トーナメント表をランダムに組むという意味は、 2^n人の参加者をランダムに一列に並べ、トーナメント表の一番下に据えるということになります。

各試合では「強さ」が大きい参加者が必ず勝つため、 2^nさん(つまり「強さ」 2^nを持つ参加者)が必ず優勝しますし、1さん(つまり「強さ」1を持つビリの参加者)は必ず初戦敗退します。2さんは初戦が1さんでなければ第2回戦に進みますが、第2回戦では必ず負けるでしょう。 P_{a,b} aさんがちょうど b回勝つ確率を表しますから、上で話した簡単な考察ですぐに下記のことがわかります。問題が解けた暁には、下記が成り立っているかを確認することでその妥当性を判定できそうです。

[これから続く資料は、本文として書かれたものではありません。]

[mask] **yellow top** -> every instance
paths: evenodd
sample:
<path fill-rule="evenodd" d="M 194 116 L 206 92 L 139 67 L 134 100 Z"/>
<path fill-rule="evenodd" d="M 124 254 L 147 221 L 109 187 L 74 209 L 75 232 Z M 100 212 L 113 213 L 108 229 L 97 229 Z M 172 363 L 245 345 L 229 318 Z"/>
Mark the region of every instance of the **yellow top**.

 2^nさんは絶対優勝する。必ずちょうど n回勝つ。逆にちょうど k回( 0\leq k \leq n-1)勝つことはない。
 P_{2^n,n}=1
 P_{2^n,k}=0

1さんは必ず初戦敗退。逆にちょうど k回( 1 \leq k\leq n)勝つことはない。
 P_{1,0}=1
 P_{1,k}=0

2さんは初戦が1さんでなければ第1回戦勝てるが、第2回戦は必ず負ける。初戦の相手が1さんでなければ初戦敗退する。
(トーナメント表はランダムのため、例えば初戦の相手が1さんになる確率は、参加者から2さんを除いた (2^n-1)人のうち1さんだけということで、 1/(2^n-1)となります。)
 P_{2,0}=(2^n-2)/(2^n-1)
 P_{2,1}=1/(2^n-1)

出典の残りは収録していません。